Parasitic wasps hitchhike on butterflies by smelling for chemical chastity belts

ByEd Yong
February 19, 2010
5 min read

It’s not every day that you hear about spy missions that involve a lack of sex, but clearly parasitic wasps don’t pay much attention to Hollywood clichés.

These insects merge the thriller, science-fiction and horror genres, They lay their eggs inside other animals, turning them into slaves and living larders that are destined to be eaten inside-out by the developing grubs. To find their victims, they perform feats of espionage worthy of any secret agent, tapping into their mark’s communication lines, tailing them back to their homes and infiltrating their families.

Two species of parasitoid wasp – Trichogramma brassicae and Trichogramma evanescens – are particularly skilled at chemical espionage. They’ve learned to home in on sexual chemicals used by male cabbage white butterflies. After sex, a male coats the female with anti-aphrodisiac that turns off other suitors and protects the male’s sexual investment. These chemicals are signals from one male to another that say, “Buzz off, she’s taken.”

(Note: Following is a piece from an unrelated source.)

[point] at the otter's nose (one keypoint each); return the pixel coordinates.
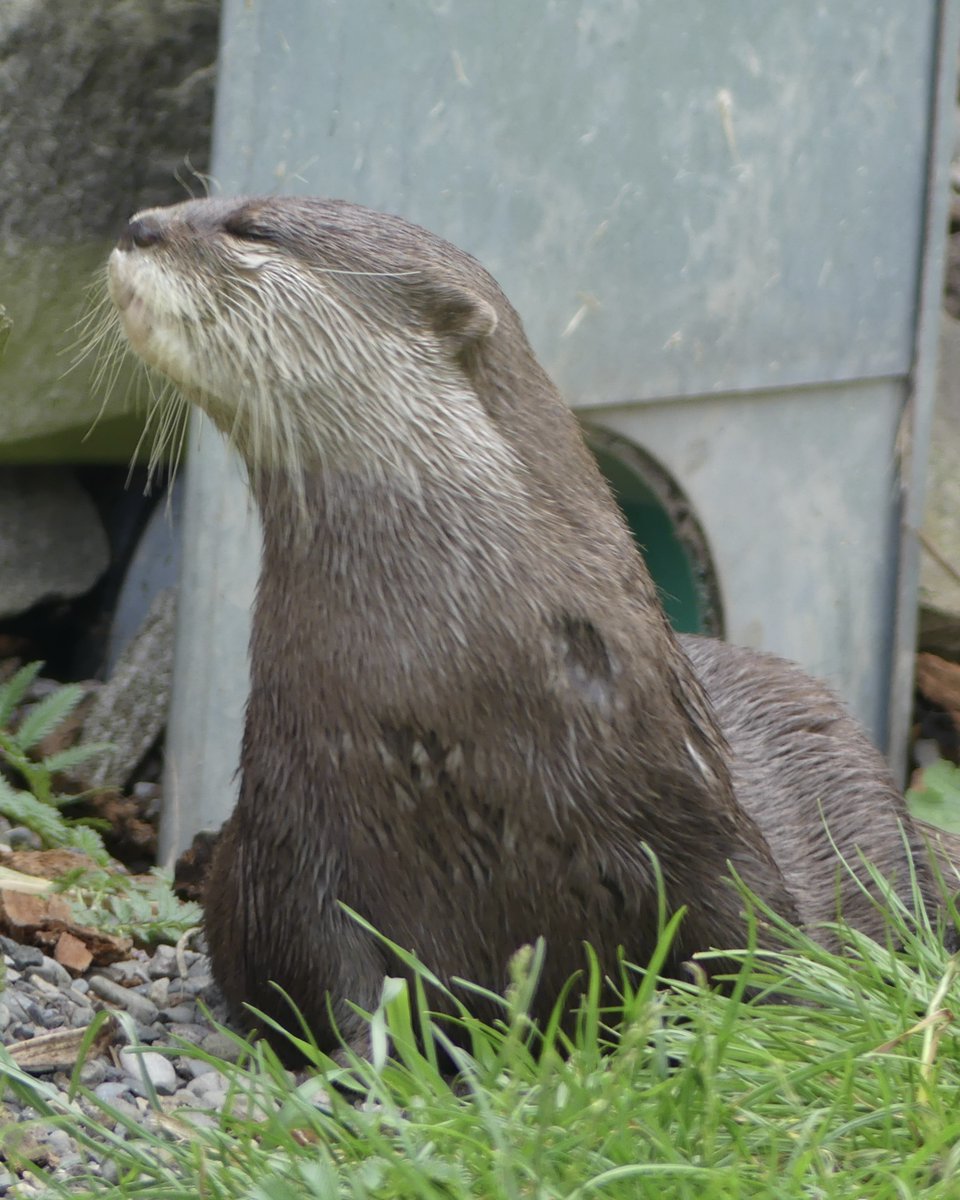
(141, 232)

But the wasps can sense these chemicals. They feed on the nectar of the same plants that the cabbage white visit and when they do, the wasps jump her. They are tiny, smaller even than the butterfly’s eye (see the image below), and they hitch a ride to the site where she’ll lay her eggs. There, they lay their own eggs inside those of the butterfly. Amazingly, the wasps use the same trick for different species of cabbage white butterflies, which secrete very different anti-aphrodisiacs. They can even sense when the anti-aphrodisiacs are wafting among the general scent of a freshly mated female. It’s all part of a sophisticated “espionage-and-ride” strategy.

The wasps’ tactics were discovered in 2005 by Dutch researchers led by Martinus Huigens. Now, he has found that they parasitise two species of cabbage whites in very similar ways, despite different chemicals and different rewards. 

The large cabbage white lays large clutches of 20-50 eggs and uses the benzyl cyanide as an anti-aphrodisiac. The small cabbage white uses a different chemical – methyl salicylate – and it lays just a single egg. For a wasp, the large butterfly is clearly the better investment, as a hitchhike would lead it to a gigantic larder for its young. But the small cabbage white is far more common, making it a worthy target nonetheless. The wasps certainly have no preference for one species over the other.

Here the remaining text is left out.